Un punto di riferimento per tutti.

«Non ha mai perso l’entusiasmo, ha trascinato anche gli altri collaboratori fino a poco fa. Ha dato una mano fino a una decina di anni fa, ma era spesso qui, veniva a vedere, portava la sua esperienza a quelli che erano venuto dopo di lui. Ha sempre continuato a portare, ai ragazzi e agli allenatori, l’esempio di responsabilità del donare i valori umani. Sempre nello spirito di Don Bosco».

Ci racconta un aneddoto?

«Come tutti lo ricordano, Fiore girava con il suo pulmino e andava a raccogliere i ragazzi fino a Spinetta. Li portava qui e li inseriva con gli altri del quartiere. Le madri e i padri dei giovani di qui iniziarono a storcere il naso… perché aveva preso dei ragazzi del Centro che giovano meglio, trascurando così i “nostri”. E su questo avevamo anche un po’ litigato (sorride). Ma ci siamo chiariti subito, perché sapeva come dialogare».

Prima parlava dello stile del Santo di Valdocco.

«Qui era di casa, anche quando c’erano altre manifestazioni in chiesa o all’orario lui c’era sempre. Alcuni pensavano fosse il presidente, andavano da lui a chiedere o a riferire di cosa importanti, e lui: “Ma io non sono il presidente, sono solo a servizio”. Conservava questo spirito educativo di accoglienza, uno stile oratoriano. Lo stesso spirito del primo oratorio di Valdocco: “Una casa che accoglie, una parrocchia che evangelizza, una scuola che avvia alla vita ed un cortile per incontrarsi da amici e vivere in allegria”. Ecco, Fiore condivideva proprio questo».

Lunedì 21 marzo, alla Don Bosco, si sono svolti i funerali.

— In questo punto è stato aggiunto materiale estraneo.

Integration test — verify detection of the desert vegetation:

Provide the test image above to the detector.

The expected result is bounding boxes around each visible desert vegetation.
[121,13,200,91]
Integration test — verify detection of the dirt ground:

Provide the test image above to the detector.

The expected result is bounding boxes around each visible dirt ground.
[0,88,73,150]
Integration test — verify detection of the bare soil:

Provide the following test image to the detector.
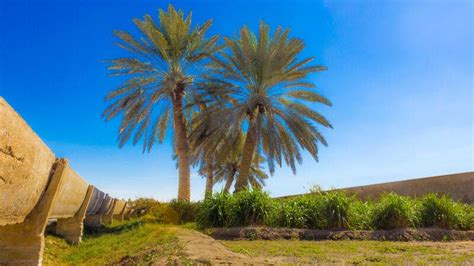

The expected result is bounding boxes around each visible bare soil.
[173,228,266,265]
[210,227,474,241]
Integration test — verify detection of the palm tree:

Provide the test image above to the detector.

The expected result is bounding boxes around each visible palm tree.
[193,148,215,197]
[190,21,332,192]
[102,5,221,201]
[214,153,269,193]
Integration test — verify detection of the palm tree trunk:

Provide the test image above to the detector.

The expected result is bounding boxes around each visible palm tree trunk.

«Sì, c’erano tante persone dell’ambiente sportivo e un bel gruppo di ragazzi. Proprio durante la celebrazione pensavo a questo…».

Prego.

«Noto che per gli adulti, soprattutto quelli che curano l’attività sportiva, è difficile entrare nella mentalità di sport inserito in una realtà cristiana e umana. E questo credo sia essenziale. Si arriva fino alle attività sportive, se si parla di un discorso religioso ed educativo difficilmente si trova un riscontro da loro. Fiore, in questo, era un esempio. Questa è la preziosa eredità che lascia a tutti noi».